Although only limited information was published about voting records, Market Forces analysed 12 super funds, including AustralianSuper, First State Super, REST, HESTA, HOSTPlus and CommBank Super.
With just one exception, at all AGMs where the records were available, the super funds voted to support the bonuses. The one exception was at a Santos AGM, where three of the 12 super funds voted against the bonus. That occurred at Satos’ 2016 AGM where there was significant investor concern about remunerations being awarded while oil prices were so low.
The report noted that in response to a global campaign calling on investors – including super funds – to divest from fossil fuels, several super funds have said they would prefer to maintain their investment and “actively engage” with the companies.

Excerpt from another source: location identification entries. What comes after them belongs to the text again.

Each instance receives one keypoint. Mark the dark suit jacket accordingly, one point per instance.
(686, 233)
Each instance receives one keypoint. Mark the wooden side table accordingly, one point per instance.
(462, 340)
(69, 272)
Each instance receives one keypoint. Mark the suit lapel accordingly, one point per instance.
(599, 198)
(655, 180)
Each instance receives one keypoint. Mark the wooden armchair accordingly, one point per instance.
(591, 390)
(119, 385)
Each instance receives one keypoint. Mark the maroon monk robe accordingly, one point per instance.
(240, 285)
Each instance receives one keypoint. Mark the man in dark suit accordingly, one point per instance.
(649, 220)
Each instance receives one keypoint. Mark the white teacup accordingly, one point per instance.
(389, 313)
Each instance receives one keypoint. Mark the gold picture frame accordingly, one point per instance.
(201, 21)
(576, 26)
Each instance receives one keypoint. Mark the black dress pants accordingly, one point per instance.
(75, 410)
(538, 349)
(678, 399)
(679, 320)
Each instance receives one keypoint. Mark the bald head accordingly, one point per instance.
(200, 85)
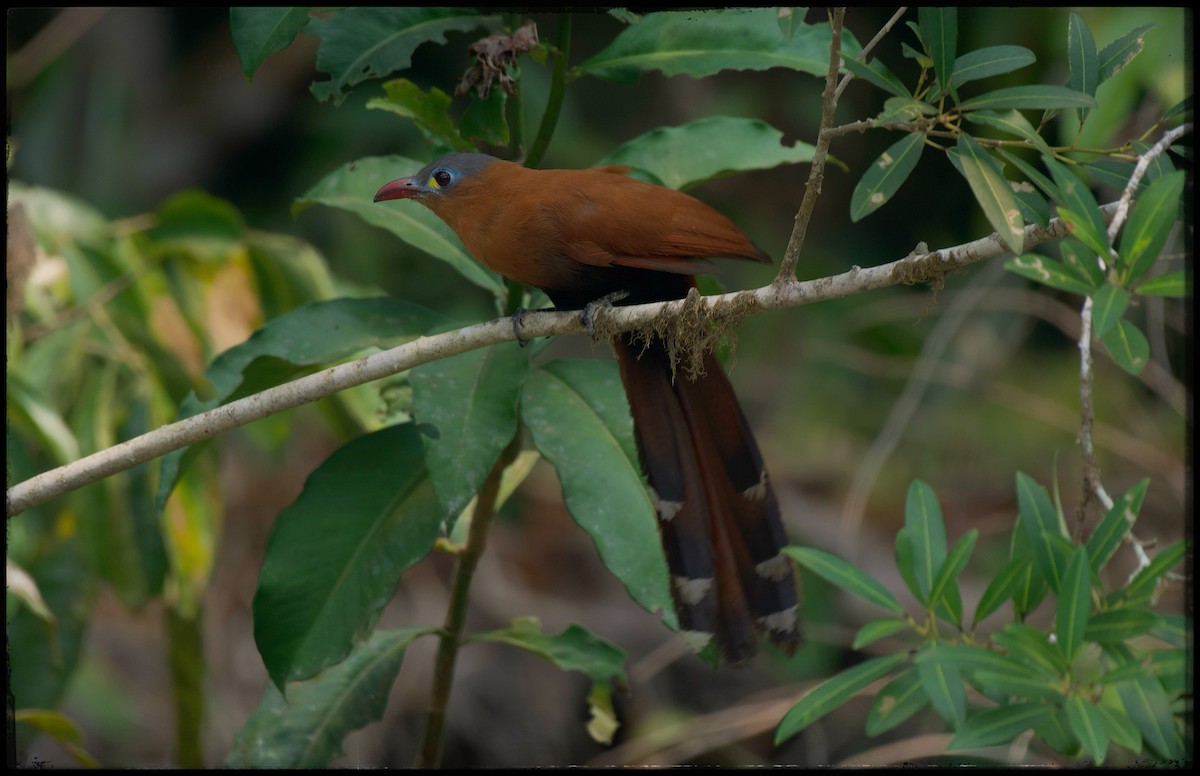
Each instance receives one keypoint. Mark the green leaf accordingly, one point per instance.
(1078, 208)
(883, 179)
(1087, 725)
(946, 581)
(1039, 521)
(1081, 55)
(940, 34)
(1120, 625)
(700, 43)
(899, 701)
(1167, 284)
(1042, 269)
(875, 72)
(875, 630)
(942, 683)
(707, 149)
(1108, 307)
(336, 554)
(1074, 605)
(261, 31)
(306, 728)
(927, 534)
(289, 346)
(353, 187)
(1001, 588)
(1114, 56)
(997, 726)
(1011, 122)
(1145, 582)
(990, 60)
(845, 576)
(833, 692)
(1149, 708)
(1083, 263)
(579, 416)
(358, 43)
(1128, 347)
(427, 109)
(1150, 226)
(993, 192)
(1115, 525)
(1035, 96)
(467, 409)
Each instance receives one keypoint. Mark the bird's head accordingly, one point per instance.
(437, 179)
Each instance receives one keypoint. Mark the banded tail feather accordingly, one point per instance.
(718, 515)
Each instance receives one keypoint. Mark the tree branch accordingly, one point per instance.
(921, 266)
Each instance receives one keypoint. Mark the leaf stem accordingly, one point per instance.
(430, 755)
(557, 89)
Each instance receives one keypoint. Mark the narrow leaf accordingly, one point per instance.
(1150, 226)
(845, 576)
(1074, 605)
(1115, 525)
(1037, 96)
(1042, 269)
(1081, 56)
(1128, 347)
(833, 692)
(1109, 305)
(1089, 727)
(940, 34)
(883, 179)
(900, 699)
(993, 192)
(997, 726)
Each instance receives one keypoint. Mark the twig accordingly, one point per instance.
(816, 173)
(913, 269)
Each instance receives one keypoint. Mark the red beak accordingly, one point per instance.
(400, 188)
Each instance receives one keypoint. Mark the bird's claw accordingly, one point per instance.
(589, 310)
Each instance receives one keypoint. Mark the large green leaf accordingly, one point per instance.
(293, 344)
(993, 191)
(336, 553)
(700, 43)
(353, 187)
(579, 416)
(358, 43)
(306, 728)
(833, 692)
(706, 149)
(467, 409)
(883, 179)
(261, 31)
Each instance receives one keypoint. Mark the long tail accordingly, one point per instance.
(718, 513)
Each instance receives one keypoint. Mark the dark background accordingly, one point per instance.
(126, 107)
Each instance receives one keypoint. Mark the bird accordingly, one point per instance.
(587, 235)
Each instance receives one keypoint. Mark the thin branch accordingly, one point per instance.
(816, 173)
(917, 268)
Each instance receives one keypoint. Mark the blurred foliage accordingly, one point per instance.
(157, 184)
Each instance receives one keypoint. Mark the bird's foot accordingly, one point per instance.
(589, 311)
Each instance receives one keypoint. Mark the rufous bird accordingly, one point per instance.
(586, 235)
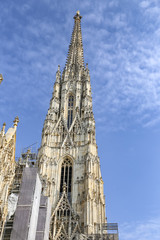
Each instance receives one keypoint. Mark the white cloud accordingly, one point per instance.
(147, 230)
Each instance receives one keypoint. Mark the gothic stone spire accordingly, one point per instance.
(75, 54)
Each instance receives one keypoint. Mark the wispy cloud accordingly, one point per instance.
(121, 46)
(147, 230)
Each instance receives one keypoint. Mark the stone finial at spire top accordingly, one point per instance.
(16, 121)
(77, 16)
(75, 53)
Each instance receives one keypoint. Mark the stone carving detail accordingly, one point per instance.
(64, 220)
(7, 170)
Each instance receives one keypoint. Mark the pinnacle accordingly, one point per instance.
(75, 53)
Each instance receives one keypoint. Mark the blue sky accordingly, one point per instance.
(122, 47)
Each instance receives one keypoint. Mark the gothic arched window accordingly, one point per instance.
(70, 110)
(66, 177)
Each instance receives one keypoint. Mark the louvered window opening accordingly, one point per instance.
(66, 177)
(70, 111)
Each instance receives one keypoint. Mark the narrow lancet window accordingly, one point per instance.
(70, 110)
(66, 177)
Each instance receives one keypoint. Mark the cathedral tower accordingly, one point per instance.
(68, 160)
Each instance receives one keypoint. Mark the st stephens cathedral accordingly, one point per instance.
(58, 193)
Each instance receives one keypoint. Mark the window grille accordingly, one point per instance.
(70, 110)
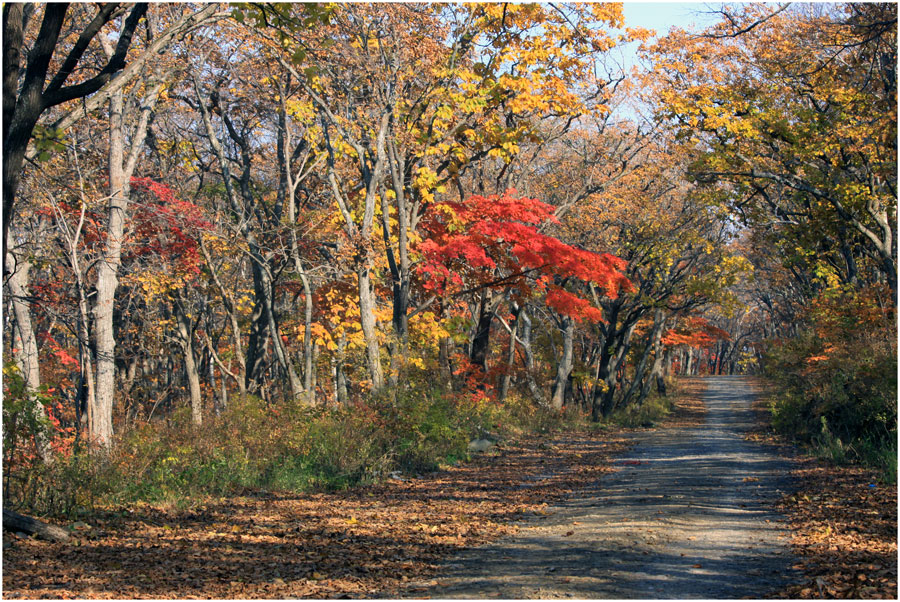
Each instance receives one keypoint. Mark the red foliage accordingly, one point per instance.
(694, 332)
(166, 226)
(495, 242)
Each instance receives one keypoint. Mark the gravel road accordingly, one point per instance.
(687, 515)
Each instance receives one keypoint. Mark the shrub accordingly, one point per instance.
(837, 381)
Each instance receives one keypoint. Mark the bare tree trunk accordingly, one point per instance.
(100, 417)
(26, 351)
(528, 354)
(121, 167)
(186, 338)
(564, 368)
(369, 327)
(506, 381)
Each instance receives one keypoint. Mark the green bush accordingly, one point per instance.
(837, 382)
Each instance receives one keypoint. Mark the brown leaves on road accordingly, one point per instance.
(361, 543)
(844, 525)
(845, 531)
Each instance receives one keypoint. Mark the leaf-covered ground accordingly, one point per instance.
(360, 543)
(844, 524)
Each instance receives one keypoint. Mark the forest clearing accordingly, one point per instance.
(449, 300)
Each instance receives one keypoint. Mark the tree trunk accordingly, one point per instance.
(13, 521)
(566, 363)
(100, 416)
(25, 350)
(186, 337)
(506, 380)
(528, 356)
(369, 327)
(482, 337)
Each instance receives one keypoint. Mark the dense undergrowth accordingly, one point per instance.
(836, 384)
(253, 446)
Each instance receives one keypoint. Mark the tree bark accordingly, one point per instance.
(13, 521)
(566, 363)
(369, 327)
(25, 350)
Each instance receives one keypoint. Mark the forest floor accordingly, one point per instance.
(687, 511)
(689, 514)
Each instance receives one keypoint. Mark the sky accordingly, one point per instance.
(660, 16)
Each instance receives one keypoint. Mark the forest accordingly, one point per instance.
(304, 247)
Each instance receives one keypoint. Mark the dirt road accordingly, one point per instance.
(687, 515)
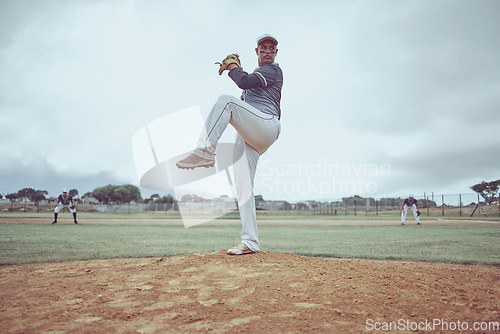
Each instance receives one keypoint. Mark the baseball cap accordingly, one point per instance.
(266, 37)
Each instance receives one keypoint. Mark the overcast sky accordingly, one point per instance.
(380, 97)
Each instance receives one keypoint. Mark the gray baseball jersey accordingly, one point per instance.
(262, 88)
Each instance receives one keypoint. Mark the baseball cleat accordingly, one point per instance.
(194, 161)
(240, 250)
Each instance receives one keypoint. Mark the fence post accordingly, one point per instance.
(442, 205)
(460, 199)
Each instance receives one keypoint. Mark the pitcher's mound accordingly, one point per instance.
(263, 292)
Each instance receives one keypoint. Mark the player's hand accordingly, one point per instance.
(230, 59)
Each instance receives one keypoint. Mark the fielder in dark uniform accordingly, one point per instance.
(65, 201)
(410, 203)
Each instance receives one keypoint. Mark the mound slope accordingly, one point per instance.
(263, 292)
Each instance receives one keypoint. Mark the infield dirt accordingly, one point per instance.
(260, 293)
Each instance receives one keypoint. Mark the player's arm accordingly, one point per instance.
(243, 79)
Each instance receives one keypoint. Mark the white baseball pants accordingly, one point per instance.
(405, 211)
(257, 131)
(62, 206)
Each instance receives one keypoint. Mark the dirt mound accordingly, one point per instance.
(263, 292)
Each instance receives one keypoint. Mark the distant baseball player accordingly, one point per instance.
(65, 201)
(410, 203)
(255, 116)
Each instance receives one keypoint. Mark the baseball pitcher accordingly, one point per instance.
(255, 116)
(410, 203)
(65, 201)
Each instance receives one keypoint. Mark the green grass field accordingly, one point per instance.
(37, 243)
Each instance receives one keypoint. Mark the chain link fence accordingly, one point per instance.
(457, 205)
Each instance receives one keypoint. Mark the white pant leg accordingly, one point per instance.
(259, 130)
(244, 175)
(414, 210)
(403, 214)
(58, 208)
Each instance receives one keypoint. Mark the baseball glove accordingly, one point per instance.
(230, 59)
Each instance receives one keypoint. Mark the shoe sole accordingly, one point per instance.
(235, 252)
(193, 167)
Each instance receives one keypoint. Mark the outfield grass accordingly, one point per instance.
(35, 243)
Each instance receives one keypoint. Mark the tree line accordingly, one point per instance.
(121, 194)
(116, 194)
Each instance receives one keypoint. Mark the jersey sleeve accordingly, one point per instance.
(267, 74)
(244, 80)
(263, 76)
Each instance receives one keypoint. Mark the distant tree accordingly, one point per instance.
(488, 190)
(11, 197)
(117, 194)
(104, 194)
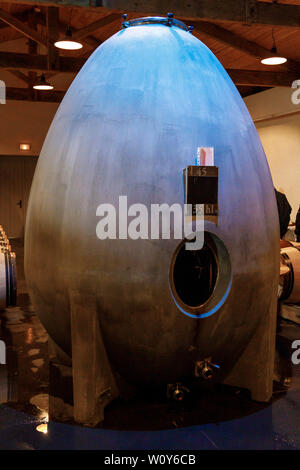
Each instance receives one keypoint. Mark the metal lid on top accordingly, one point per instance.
(167, 21)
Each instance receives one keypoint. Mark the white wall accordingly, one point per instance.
(280, 138)
(22, 121)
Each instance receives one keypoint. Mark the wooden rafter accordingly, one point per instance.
(241, 11)
(24, 94)
(22, 27)
(261, 78)
(11, 60)
(237, 42)
(92, 27)
(52, 21)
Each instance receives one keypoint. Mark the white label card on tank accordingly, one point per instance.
(205, 156)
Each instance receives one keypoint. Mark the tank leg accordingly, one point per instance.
(255, 368)
(60, 384)
(93, 381)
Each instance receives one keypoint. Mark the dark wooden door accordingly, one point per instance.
(16, 173)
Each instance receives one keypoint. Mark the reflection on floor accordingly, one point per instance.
(213, 418)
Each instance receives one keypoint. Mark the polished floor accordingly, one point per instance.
(212, 418)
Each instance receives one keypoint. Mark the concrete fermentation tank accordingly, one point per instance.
(131, 121)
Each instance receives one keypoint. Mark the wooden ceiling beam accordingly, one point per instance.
(238, 42)
(92, 27)
(20, 76)
(261, 78)
(22, 27)
(241, 11)
(11, 60)
(24, 94)
(52, 22)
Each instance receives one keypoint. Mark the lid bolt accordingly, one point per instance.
(125, 23)
(170, 19)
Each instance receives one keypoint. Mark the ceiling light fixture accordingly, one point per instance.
(68, 43)
(273, 58)
(42, 84)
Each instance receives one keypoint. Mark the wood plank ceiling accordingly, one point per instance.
(28, 30)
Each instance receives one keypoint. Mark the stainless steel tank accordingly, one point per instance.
(131, 121)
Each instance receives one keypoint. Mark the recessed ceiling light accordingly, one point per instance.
(42, 84)
(24, 146)
(68, 43)
(274, 58)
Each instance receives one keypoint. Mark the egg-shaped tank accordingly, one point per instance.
(129, 124)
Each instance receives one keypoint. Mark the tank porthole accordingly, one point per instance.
(200, 280)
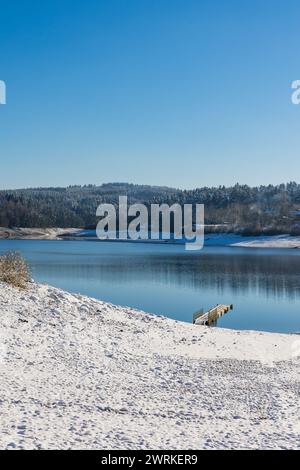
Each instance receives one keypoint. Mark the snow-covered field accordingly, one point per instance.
(278, 241)
(82, 374)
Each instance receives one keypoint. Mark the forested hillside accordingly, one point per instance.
(269, 209)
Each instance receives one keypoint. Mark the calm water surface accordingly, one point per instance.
(263, 285)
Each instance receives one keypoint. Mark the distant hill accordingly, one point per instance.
(250, 210)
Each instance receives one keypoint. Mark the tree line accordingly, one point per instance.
(250, 210)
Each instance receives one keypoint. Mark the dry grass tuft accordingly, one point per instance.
(14, 270)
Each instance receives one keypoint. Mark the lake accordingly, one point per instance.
(263, 284)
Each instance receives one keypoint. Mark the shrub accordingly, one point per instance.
(14, 269)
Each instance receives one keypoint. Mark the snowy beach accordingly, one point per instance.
(82, 374)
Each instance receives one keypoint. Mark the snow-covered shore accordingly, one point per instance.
(82, 374)
(278, 241)
(211, 239)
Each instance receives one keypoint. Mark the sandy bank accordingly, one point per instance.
(79, 373)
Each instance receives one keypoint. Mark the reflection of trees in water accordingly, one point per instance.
(272, 275)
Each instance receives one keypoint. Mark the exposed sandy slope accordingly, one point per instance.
(78, 373)
(36, 233)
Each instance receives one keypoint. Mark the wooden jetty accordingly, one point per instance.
(211, 317)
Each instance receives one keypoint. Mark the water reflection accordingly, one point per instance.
(263, 285)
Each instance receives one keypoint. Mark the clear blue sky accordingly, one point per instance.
(182, 93)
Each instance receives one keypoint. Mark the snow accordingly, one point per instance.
(82, 374)
(279, 241)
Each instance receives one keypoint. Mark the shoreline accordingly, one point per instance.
(211, 239)
(85, 374)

“If claims of active ownership are to be taken seriously, funds need to actively engage on fossil-fuel companies’ operational strategies and how they are achieved through executive remuneration,” the report said.
Market Forces analyst and report author Daniel Gocher said: “With the Paris agreement being ratified by the world’s biggest economies and aiming to keep the world under two degrees warming, we know that a large proportion of current fossil fuel reserves cannot be consumed.
“Executive bonuses predicated on unearthing more fossil fuels when the world needs less shows the extent to which these companies’ business model is broken. They are not just in a state of denial but actively accelerating towards a brick wall.”
Louise Davidson, the chief executive of the Australian Council of Superannuation Investors, told Guardian Australia they want companies to release more information about the criteria for bonuses, so super funds could make more informed decisions about whether to support them.
“We support clarity around targets and also greater disclosure of the metrics that are being used,” Davidson said.
“It looks in some cases as though there’s really very little clarity about what the various components that go into the bonus and what their weightings are. And that makes it very difficult for anyone to make call about whether it’s a fair cop or not.
“What is being incentivised by the bonus?”
Stuart Palmer, the head of ethics research at Australian Ethical, said his super fund did not invest in fossil fuels and, that if others did, they should take more action on exploration bonuses.
“Rewarding executives for finding new reserves is strong evidence that nothing is changing and voting to support this sort of remuneration is not responsible or effective shareholder engagement,” Palmer said. “Not only is it inconsistent with limiting warming but, in a post-Paris world, it spells destruction of shareholder value.”
In 2015, Future Super and Australian Ethical – both of which avoid investments in fossil fuels – significantly outperformed the rest of the market.